Add Python distributed L4 to L3 dispatch by PKUZHOU · Pull Request #711 · hw-native-sys/simpler

PKUZHOU · 2026-05-06T08:33:21Z

Summary

add Python-first gRPC/protobuf distributed dispatch package for L4 -> remote L3
integrate Worker.add_remote_worker() through a local PROCESS mailbox shim without C++/nanobind changes
add callable catalog, L3 daemon backend process, heartbeat, tensor-pool surface, examples, and docs

Tests

python -m pytest tests/ut/py/test_distributed tests/ut/py/test_worker/test_l4_recursive.py -q
python -m compileall -q python/simpler/distributed tests/ut/py/test_distributed examples/distributed/l4_l3_remote
git diff --check

Notes

current e2e remote dispatch covers scalar TaskArgs and callable execution
full remote tensor materialization/output write-back remains future work

gemini-code-assist

Code Review

This pull request implements a distributed L4 to L3 dispatch system using gRPC and protobuf, enabling cross-host task execution. It introduces a callable catalog for remote function registration, a long-running L3 daemon with a fork-safe backend process, and a mailbox shim thread to integrate remote workers into the existing C++ scheduler. Feedback highlights critical issues regarding the transmission of raw memory pointers across host boundaries, which would lead to segmentation faults. Other recommendations include removing redundant logic in the catalog registration, ensuring consistent use of cloudpickle for deserialization, and improving error handling for unexpected backend process terminations.

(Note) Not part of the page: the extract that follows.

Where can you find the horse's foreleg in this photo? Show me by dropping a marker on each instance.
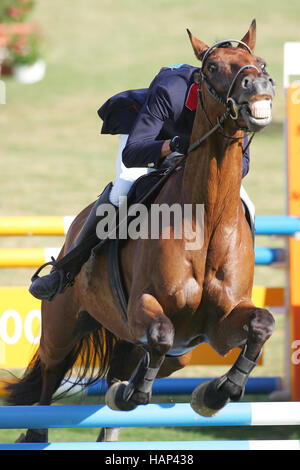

gemini-code-assist · 2026-05-06T08:36:14Z

+        tag = args.tag(i)
+        tensors.append(
+            dispatch_pb2.ContinuousTensorRef(
+                data=int(tensor.data),


Sending raw memory pointers (tensor.data) across host boundaries in a distributed system is incorrect. These addresses are local to the L4 process and will be invalid on the remote L3 node, leading to segmentation faults if accessed. A position-independent mechanism, such as handles or offsets into a shared tensor pool, should be used instead.

References

To ensure shared memory is position-independent for future cross-process/cross-address-space communication, avoid storing absolute pointers (to stack or heap) within shared memory structures. Use relative offsets or process-local handles instead.

gemini-code-assist · 2026-05-06T08:36:14Z

+        shape = tuple(int(x) for x in ref.shape)
+        dtype = DataType(int(ref.dtype))
+        tag = TensorArgType(int(ref.tag))
+        args.add_tensor(ContinuousTensor.make(int(ref.data), shape, dtype), tag)


Reconstructing a ContinuousTensor from a raw pointer received over the network is dangerous. In a distributed environment, ref.data is a pointer from a different address space (and likely a different host), making it invalid for local use.

References

To ensure shared memory is position-independent for future cross-process/cross-address-space communication, avoid storing absolute pointers (to stack or heap) within shared memory structures. Use relative offsets or process-local handles instead.

gemini-code-assist · 2026-05-06T08:36:15Z

+        if callable_id is None:
+            self._next_id = max(self._next_id, cid + 1)
+        else:
+            self._next_id = max(self._next_id, cid + 1)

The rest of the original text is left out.